Chinese official data released earlier on Tuesday showed that factory gate prices in the exporting nation climbed 8 per cent year on year last month, in a slight deceleration from an 8.3 per cent rise the month before.
Investors and analysts on Wednesday cautioned that even if inflation had now peaked, it could remain elevated for some time, pushing central banks to continue raising borrowing costs. The Federal Reserve, which raised its main interest rate by 0.5 percentage points last week and signalled more hikes to come, targets an average inflation rate of 2 per cent over time.

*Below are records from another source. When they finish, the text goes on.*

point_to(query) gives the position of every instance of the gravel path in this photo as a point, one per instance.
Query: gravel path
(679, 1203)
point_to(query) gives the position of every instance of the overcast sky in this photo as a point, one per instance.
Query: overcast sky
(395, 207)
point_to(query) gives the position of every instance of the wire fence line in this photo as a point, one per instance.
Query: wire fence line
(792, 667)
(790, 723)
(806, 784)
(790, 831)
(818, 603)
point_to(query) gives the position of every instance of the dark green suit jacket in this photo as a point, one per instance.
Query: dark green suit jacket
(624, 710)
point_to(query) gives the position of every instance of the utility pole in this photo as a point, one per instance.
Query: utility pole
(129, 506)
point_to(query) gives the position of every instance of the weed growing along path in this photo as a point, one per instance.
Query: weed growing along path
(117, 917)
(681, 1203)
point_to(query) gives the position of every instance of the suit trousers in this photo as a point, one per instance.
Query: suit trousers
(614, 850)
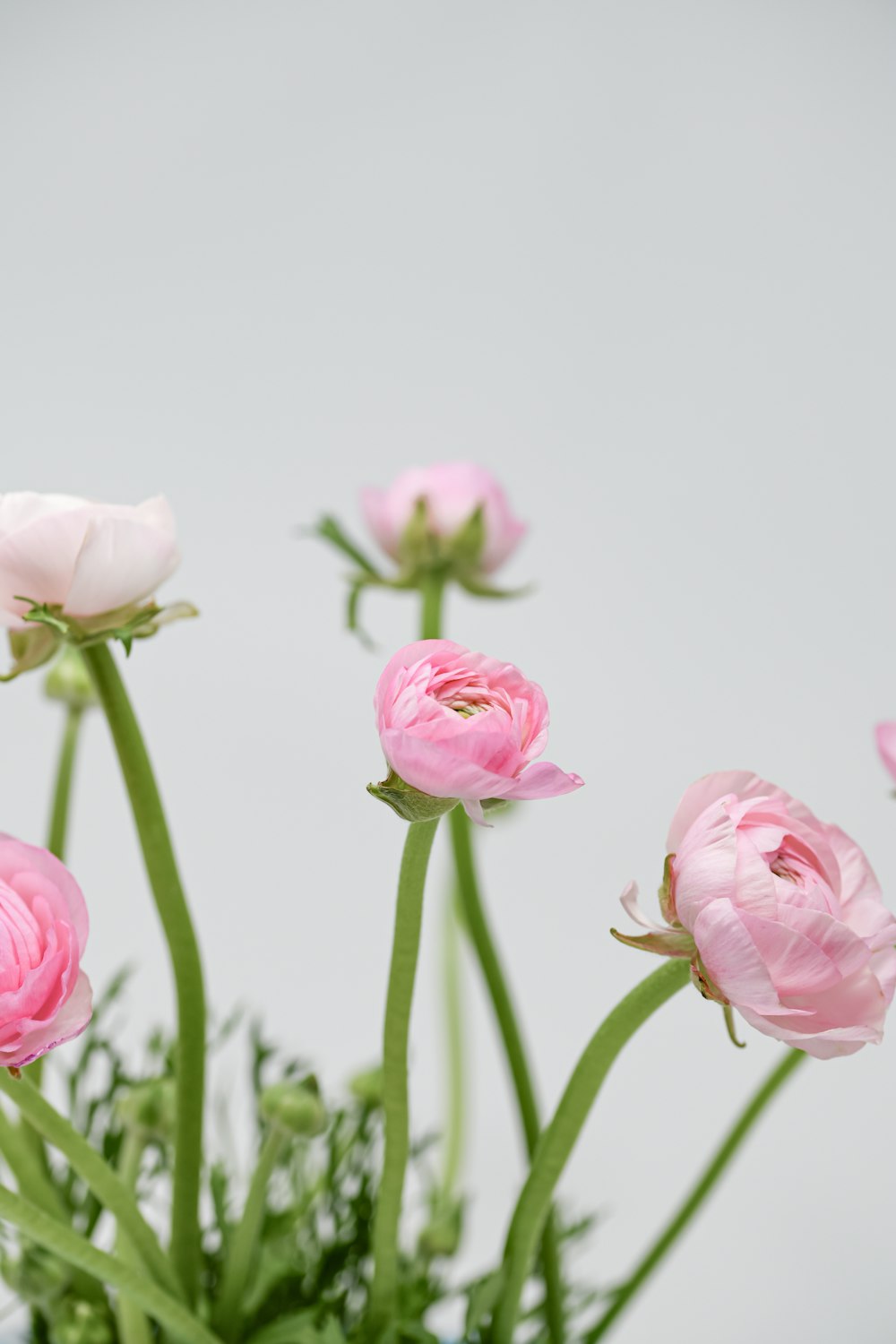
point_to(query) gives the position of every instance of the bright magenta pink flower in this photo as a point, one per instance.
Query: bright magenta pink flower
(86, 558)
(458, 725)
(45, 996)
(785, 914)
(452, 491)
(885, 734)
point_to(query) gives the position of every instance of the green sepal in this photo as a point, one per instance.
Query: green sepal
(676, 943)
(30, 650)
(408, 803)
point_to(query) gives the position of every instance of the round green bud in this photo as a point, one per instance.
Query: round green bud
(295, 1107)
(69, 680)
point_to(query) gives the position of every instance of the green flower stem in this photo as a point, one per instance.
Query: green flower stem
(62, 790)
(711, 1174)
(487, 953)
(406, 943)
(77, 1250)
(560, 1136)
(244, 1247)
(91, 1168)
(134, 1325)
(164, 878)
(27, 1168)
(454, 1048)
(433, 593)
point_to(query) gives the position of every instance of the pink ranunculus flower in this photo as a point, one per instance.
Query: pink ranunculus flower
(885, 736)
(460, 725)
(45, 996)
(783, 913)
(82, 556)
(452, 492)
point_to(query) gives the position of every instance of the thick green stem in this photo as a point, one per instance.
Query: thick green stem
(164, 879)
(27, 1167)
(689, 1207)
(134, 1325)
(433, 593)
(487, 953)
(91, 1168)
(454, 1048)
(244, 1249)
(406, 943)
(560, 1136)
(81, 1253)
(62, 792)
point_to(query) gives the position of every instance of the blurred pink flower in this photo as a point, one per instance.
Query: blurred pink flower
(452, 491)
(785, 914)
(85, 558)
(45, 997)
(885, 736)
(458, 725)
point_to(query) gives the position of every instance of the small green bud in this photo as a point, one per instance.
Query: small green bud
(295, 1107)
(408, 803)
(81, 1322)
(367, 1086)
(443, 1234)
(69, 682)
(151, 1107)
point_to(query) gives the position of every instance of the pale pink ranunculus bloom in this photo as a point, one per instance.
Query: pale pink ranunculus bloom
(785, 911)
(82, 556)
(45, 996)
(452, 491)
(460, 725)
(885, 737)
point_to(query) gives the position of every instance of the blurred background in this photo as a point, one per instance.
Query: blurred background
(634, 258)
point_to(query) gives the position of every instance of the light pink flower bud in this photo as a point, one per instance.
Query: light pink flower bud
(45, 996)
(452, 494)
(785, 914)
(458, 725)
(85, 558)
(885, 736)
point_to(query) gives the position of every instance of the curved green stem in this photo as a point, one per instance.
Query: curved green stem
(406, 943)
(433, 594)
(164, 879)
(454, 1047)
(27, 1167)
(134, 1325)
(81, 1253)
(244, 1249)
(91, 1168)
(489, 961)
(62, 790)
(560, 1136)
(685, 1212)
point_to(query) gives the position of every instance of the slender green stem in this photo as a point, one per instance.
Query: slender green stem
(81, 1253)
(91, 1168)
(708, 1177)
(454, 1047)
(164, 879)
(244, 1249)
(62, 790)
(406, 945)
(489, 961)
(134, 1325)
(27, 1168)
(560, 1136)
(433, 593)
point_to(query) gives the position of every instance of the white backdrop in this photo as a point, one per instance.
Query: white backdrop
(637, 258)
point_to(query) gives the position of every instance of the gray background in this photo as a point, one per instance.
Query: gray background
(637, 258)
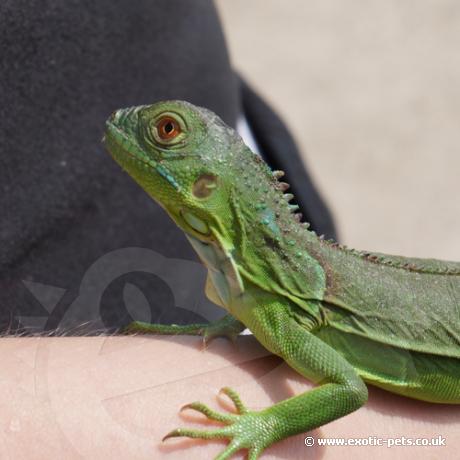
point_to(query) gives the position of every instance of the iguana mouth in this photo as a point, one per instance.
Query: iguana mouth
(122, 147)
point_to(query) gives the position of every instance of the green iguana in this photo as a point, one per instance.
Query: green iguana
(339, 317)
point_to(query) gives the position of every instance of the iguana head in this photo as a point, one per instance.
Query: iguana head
(185, 158)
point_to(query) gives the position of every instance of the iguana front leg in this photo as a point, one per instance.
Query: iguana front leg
(340, 392)
(228, 326)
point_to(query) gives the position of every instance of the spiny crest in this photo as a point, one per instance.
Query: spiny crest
(433, 266)
(283, 186)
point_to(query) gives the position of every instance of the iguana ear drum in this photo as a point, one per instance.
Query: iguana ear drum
(204, 185)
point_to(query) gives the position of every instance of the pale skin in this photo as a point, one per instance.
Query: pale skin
(111, 397)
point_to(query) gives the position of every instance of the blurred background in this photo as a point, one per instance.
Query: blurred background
(371, 92)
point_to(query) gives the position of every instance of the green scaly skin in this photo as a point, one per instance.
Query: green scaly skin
(337, 316)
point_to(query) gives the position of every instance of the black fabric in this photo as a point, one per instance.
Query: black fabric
(281, 153)
(71, 221)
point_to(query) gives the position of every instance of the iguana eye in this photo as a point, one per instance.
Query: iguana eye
(168, 128)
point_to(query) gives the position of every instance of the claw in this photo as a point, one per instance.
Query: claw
(233, 395)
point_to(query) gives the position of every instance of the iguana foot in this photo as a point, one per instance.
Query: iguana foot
(246, 430)
(227, 326)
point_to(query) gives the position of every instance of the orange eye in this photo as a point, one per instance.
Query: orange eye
(168, 128)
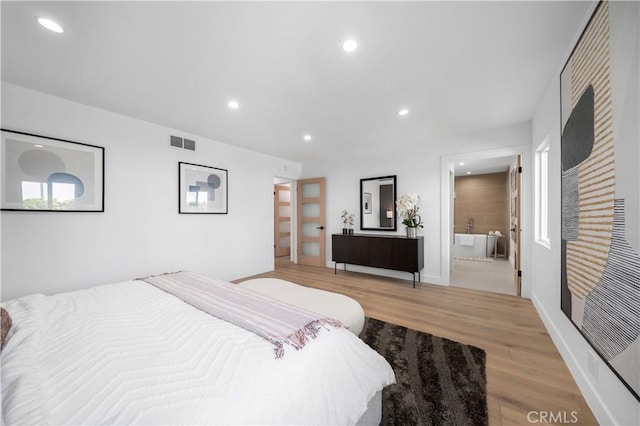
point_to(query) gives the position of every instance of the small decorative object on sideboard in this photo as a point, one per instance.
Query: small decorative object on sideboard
(408, 209)
(347, 222)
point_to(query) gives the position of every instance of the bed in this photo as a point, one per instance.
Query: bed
(129, 353)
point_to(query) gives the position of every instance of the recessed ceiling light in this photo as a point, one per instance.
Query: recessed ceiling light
(50, 25)
(349, 45)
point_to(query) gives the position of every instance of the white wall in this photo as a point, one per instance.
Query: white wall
(418, 171)
(140, 231)
(610, 401)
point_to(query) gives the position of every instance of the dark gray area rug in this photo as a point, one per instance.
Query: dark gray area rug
(439, 381)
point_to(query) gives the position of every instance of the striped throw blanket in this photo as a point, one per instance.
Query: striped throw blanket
(271, 319)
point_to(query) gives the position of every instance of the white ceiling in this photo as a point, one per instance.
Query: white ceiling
(459, 67)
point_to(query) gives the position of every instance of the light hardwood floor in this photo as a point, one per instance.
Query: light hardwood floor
(525, 372)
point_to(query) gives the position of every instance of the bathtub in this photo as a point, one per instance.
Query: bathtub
(473, 245)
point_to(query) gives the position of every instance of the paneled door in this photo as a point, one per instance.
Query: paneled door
(282, 218)
(311, 222)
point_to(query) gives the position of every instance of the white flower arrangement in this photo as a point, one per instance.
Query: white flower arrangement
(408, 209)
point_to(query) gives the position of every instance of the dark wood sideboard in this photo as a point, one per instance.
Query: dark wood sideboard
(379, 251)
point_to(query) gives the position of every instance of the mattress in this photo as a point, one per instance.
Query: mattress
(128, 353)
(326, 303)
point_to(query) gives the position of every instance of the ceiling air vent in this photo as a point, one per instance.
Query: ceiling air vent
(185, 143)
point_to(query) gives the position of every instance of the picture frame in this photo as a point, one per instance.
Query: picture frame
(599, 267)
(366, 202)
(47, 174)
(202, 189)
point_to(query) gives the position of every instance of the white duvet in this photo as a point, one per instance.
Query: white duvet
(128, 353)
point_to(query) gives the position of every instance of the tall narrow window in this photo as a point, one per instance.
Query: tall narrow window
(542, 194)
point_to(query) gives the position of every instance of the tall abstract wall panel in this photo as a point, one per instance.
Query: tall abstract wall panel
(600, 277)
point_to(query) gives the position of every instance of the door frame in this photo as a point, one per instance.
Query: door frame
(277, 180)
(299, 219)
(448, 163)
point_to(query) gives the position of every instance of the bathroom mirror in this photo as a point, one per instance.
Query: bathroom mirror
(378, 204)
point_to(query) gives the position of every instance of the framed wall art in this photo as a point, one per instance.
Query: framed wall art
(600, 245)
(41, 173)
(203, 189)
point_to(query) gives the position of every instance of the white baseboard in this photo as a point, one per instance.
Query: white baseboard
(591, 395)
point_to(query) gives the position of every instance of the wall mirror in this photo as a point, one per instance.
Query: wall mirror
(378, 204)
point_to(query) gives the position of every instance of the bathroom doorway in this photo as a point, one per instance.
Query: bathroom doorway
(484, 218)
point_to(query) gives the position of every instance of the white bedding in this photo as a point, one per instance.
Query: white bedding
(128, 353)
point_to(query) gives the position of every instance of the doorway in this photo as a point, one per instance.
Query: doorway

“It is not just about inflation peaking, but also the trajectory going forward,” said Aneeka Gupta, research director at exchange traded fund provider WisdomTree. “We believe it is going to be a long, drawn-out process back to levels where central banks are comfortable.”
US inflation “is still likely to overshoot the Fed’s target over the next couple of years and require further hikes beyond the aggressive repricing now expected by markets”, said Tim Drayson, US economist at Legal & General Investment Management.
Markets expect the Fed’s funds rate, at present set at between 0.75 per cent and 1 per cent, to reach 2.8 per cent by the end of this year.
Elsewhere in markets, Europe’s Stoxx 600 share index rose 0.5 per cent, after rallying ahead of the inflation data. Brent crude, the international oil marker, added 3.4 per cent to $105.45 a barrel.